Di regole e norme ha parlato, invece, Giorgio Cipolla, direttore dello SPISAL dell’Ulss 4 Veneto Orientale, che ha illustrato il Reach, cioè il regolamento europeo 1907 del 2006, adottato per migliorare la protezione della salute dell’uomo e dell’ambiente dai rischi delle sostanze chimiche, classificandole e seguendone la vita dall’inizio alla fine. «Un documento importante – ha spiegato – perché coinvolge tutti gli attori del mercato: produttori, importatori, commercianti… Purtroppo, volenti o nolenti, siamo sempre a contatto con sostanze chimiche». E bisogna sapere come difendersi.
Un focus sul mesotelioma, è arrivato, invece, da Paolo Morandi, direttore dell’Unità complessa di Oncologia dell’Ulss 3 Serenissima. «La storia del mesotelioma pleurico – ha spiegato prima di illustrare casi, incidenza della malattia, possibile previsione del picco di mortalità – può essere un esempio di quanto si è spiegato oggi, di come una patologia si trasformi tra trattamenti terapeutici che vanno evolvendosi e numeri disperanti, invece, sull’efficacia dei trattamenti stessi. Quando, allora, la patologia ha una localizzazione particolare, che non riusciamo a contenere con tecniche tradizionali, sperimentiamo nuove possibilità terapeutiche».

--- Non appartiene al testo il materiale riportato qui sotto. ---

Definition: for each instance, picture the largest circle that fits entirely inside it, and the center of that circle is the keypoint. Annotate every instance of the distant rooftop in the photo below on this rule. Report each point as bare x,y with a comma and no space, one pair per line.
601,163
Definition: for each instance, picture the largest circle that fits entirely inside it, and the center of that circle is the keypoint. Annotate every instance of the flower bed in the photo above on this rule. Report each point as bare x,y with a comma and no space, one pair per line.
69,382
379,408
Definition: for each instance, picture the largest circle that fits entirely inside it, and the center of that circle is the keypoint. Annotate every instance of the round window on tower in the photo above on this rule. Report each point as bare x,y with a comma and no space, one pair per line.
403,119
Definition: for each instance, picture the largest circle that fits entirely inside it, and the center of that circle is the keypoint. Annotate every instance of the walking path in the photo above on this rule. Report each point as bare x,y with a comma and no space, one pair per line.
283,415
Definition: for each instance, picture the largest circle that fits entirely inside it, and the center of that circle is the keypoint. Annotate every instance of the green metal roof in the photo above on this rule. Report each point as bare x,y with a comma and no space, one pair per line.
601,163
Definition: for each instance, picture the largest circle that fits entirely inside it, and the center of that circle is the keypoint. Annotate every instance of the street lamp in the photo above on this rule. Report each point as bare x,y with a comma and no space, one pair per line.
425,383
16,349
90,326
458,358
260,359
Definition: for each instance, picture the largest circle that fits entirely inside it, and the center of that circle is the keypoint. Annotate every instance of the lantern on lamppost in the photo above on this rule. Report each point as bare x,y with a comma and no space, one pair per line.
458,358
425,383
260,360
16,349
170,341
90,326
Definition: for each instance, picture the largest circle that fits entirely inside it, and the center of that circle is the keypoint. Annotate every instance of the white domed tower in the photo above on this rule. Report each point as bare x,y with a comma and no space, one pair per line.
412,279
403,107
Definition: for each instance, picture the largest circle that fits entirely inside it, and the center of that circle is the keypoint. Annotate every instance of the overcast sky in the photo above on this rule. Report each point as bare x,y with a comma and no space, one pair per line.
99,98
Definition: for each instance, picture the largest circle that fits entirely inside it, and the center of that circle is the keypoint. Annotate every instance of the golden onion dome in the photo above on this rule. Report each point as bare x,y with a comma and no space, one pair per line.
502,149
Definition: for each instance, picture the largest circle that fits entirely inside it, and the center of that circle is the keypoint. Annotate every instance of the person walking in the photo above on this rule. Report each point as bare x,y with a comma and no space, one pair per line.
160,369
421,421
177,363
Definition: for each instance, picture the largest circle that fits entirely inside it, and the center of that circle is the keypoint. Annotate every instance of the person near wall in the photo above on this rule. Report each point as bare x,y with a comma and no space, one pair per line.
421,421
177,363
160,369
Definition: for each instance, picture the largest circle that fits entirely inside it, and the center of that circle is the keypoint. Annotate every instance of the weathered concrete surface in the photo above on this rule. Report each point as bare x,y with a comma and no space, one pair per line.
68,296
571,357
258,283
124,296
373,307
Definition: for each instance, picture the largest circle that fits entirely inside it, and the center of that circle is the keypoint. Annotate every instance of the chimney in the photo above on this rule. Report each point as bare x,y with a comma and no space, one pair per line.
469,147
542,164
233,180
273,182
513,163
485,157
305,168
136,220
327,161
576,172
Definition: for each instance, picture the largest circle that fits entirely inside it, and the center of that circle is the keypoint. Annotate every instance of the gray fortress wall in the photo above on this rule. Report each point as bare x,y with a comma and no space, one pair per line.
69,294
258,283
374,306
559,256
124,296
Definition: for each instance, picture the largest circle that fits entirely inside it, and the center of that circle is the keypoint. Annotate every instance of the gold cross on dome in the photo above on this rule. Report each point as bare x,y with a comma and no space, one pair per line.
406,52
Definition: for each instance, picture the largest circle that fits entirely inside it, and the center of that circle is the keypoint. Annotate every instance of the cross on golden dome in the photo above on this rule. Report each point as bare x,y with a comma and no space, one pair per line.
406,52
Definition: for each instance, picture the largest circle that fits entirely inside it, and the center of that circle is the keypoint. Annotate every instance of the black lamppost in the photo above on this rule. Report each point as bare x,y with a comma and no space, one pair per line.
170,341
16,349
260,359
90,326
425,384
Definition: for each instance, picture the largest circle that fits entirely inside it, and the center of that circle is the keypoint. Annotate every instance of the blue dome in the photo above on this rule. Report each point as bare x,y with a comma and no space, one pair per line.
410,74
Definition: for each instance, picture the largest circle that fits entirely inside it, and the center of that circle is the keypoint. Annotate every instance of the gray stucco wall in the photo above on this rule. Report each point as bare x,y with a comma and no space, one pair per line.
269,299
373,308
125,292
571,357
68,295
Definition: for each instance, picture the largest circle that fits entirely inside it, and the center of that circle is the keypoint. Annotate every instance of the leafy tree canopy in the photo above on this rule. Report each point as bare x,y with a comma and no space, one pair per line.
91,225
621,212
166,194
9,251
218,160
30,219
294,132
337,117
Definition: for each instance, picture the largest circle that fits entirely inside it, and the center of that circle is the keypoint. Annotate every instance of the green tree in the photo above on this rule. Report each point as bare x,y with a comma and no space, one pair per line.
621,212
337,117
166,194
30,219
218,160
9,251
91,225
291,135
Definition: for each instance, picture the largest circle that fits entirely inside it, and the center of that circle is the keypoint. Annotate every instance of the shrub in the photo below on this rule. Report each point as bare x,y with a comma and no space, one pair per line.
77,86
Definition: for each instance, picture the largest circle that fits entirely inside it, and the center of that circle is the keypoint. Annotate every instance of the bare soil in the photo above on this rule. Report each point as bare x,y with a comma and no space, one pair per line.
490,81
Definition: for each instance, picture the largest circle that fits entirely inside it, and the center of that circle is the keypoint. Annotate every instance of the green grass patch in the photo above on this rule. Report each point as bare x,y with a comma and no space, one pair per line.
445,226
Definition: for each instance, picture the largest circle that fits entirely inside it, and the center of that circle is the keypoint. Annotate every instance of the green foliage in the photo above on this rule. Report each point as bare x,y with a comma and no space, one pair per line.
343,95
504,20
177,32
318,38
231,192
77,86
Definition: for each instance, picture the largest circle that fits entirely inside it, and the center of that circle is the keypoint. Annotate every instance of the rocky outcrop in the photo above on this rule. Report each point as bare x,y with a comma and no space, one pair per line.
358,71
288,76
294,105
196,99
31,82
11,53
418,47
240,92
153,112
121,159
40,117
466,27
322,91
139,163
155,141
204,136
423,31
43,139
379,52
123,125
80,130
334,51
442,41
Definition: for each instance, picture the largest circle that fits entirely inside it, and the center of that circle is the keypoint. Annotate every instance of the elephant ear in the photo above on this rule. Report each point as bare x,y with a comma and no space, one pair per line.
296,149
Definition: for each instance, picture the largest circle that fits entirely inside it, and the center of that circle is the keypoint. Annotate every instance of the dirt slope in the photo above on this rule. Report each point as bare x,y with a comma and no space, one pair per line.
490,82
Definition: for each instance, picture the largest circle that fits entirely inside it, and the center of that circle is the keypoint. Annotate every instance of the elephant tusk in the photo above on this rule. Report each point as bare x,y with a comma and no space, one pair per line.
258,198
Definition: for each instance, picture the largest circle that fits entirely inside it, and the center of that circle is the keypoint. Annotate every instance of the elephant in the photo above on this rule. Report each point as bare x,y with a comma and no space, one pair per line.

Della grande importanza di monitorare i dati e di realizzare indagini epidemiologiche continue ha parlato, infine, Vittorio Selle, direttore del Servizio Igiene e Sanità Pubblica del dipartimento di Prevenzione dell’Ulss 3 Serenissima. «Quello che cerchiamo di fare – ha detto illustrando le attività passate, lo studio sulla tangenziale, e quelle in corso, l’analisi dell’inquinamento a Murano da arsenico e cadmio – lo facciamo con risorse scarse e nel silenzio. Per dare garanzie alla popolazione, dobbiamo avere studi epidemiologici continui: con le risorse che abbiamo, però, questo monitoraggio è difficile».
La lotta all’inquinamento, dunque, non è ideologia del passato, ma una battaglia quotidiana e che si declina in vari modi. Il monito degli esperti è chiaro: la salute pubblica è a rischio e per tutelarla di più e meglio basta anche un solo giorno di blocco del traffico nelle città. Ma servono anche: più risorse, più investimenti nella ricerca, indagini epidemiologiche continue per tenere la situazione sotto controllo, più lungimiranza politica, meno influenza dell’economia. Così, forse, si metteranno al riparo le nuove generazioni dai rischi derivanti dalle fonti inquinanti. Sempre che non sia già troppo tardi.